This process was extremely lengthy, much more so than we expected. The liquid filtered through the coffee filter and funnel very, very slowly, probably because the accumulation of pigment was significant. So much red matter (madder?) sat on the filter paper that the liquid had very little porous material through which to pass. It dripped into the mason jar drop by drop for almost an hour and a half. We periodically used a chopstick to move the pigment particles around and create spaces for the liquid to pass through, but even this didn't help the filtrate drip into the mason jar much faster.


Finally, at around 1:25 pm, we determined that enough of the filtrate has passed through the filter to move on to the next step: washing.

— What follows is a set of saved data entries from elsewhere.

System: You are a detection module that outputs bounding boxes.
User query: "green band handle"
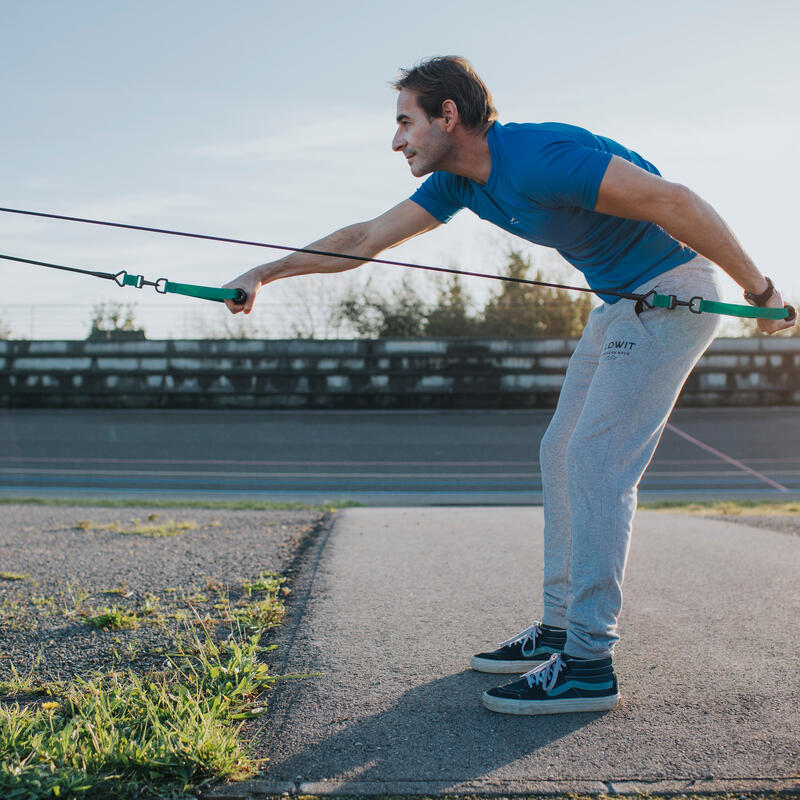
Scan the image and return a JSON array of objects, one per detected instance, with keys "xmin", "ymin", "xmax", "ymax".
[
  {"xmin": 642, "ymin": 292, "xmax": 797, "ymax": 320},
  {"xmin": 156, "ymin": 278, "xmax": 247, "ymax": 305}
]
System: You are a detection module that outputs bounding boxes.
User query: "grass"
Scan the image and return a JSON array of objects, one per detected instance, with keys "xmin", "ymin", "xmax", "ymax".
[
  {"xmin": 84, "ymin": 606, "xmax": 139, "ymax": 630},
  {"xmin": 0, "ymin": 497, "xmax": 363, "ymax": 511},
  {"xmin": 639, "ymin": 500, "xmax": 800, "ymax": 516},
  {"xmin": 75, "ymin": 514, "xmax": 198, "ymax": 538},
  {"xmin": 0, "ymin": 634, "xmax": 274, "ymax": 800},
  {"xmin": 0, "ymin": 572, "xmax": 296, "ymax": 800}
]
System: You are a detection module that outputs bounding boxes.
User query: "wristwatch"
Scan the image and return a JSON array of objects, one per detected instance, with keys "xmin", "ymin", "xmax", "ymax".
[{"xmin": 744, "ymin": 275, "xmax": 775, "ymax": 306}]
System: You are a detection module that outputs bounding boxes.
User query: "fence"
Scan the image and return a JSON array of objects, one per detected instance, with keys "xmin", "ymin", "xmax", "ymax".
[{"xmin": 0, "ymin": 337, "xmax": 800, "ymax": 409}]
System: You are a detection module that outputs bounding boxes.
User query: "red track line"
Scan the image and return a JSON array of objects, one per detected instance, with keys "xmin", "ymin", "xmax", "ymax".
[{"xmin": 667, "ymin": 423, "xmax": 789, "ymax": 492}]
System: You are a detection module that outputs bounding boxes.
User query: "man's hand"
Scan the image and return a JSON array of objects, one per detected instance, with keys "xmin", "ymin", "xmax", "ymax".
[
  {"xmin": 594, "ymin": 156, "xmax": 796, "ymax": 334},
  {"xmin": 224, "ymin": 200, "xmax": 441, "ymax": 314},
  {"xmin": 758, "ymin": 289, "xmax": 797, "ymax": 335},
  {"xmin": 222, "ymin": 267, "xmax": 262, "ymax": 314}
]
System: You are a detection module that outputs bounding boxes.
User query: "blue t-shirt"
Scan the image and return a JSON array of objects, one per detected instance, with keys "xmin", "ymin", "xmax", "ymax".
[{"xmin": 411, "ymin": 122, "xmax": 696, "ymax": 303}]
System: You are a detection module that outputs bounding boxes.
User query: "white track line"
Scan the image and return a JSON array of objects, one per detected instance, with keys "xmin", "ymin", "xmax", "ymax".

We threw out the red filtrate and re-set the filter and funnel on the glass mason jar. We then poured distilled water into the funnel, enough to cover all red particles. As the filtrate of this wash slowly began to drip into the mason jar, we saw that it was relatively clear, with only a tinge of red. With Joel's consultation, we determined that this filtrate was clear enough to suffice as a wash for the pigment. We covered the funnel with plastic wrap and left the labeled mason jar and funnel sitting on the counter, expecting the wash to be completed by the time we returned to the lab on Monday.



Name: Isabella Lores-Chavez and Charles Kang
Date and Time:

2016.10.31, 12:40-2:00 pm

Location: Lab
Subject: Painting out red madder lake

After leaving the red madder pigment washing and drying over the course of the weekend, we returned to the lab on Monday to paint it out with egg white and egg yolk. As a class, we collectively determined that we should paint out using egg and not oil because all the red madder pigments were still too damp to mix with oil.

For a full account of painting out with egg whites and egg yolks, please see Charles Kang's field notes. All our paint samples were a very dark red, a kind of maroon, almost brown. Our most beautiful paint sample, with pigment properly ground into the medium, came from mixing the red madder lake with egg white and egg yolk. It resulted in the smoothest paint, relatively easy to manipulate and set down, and with the slickest surface qualities.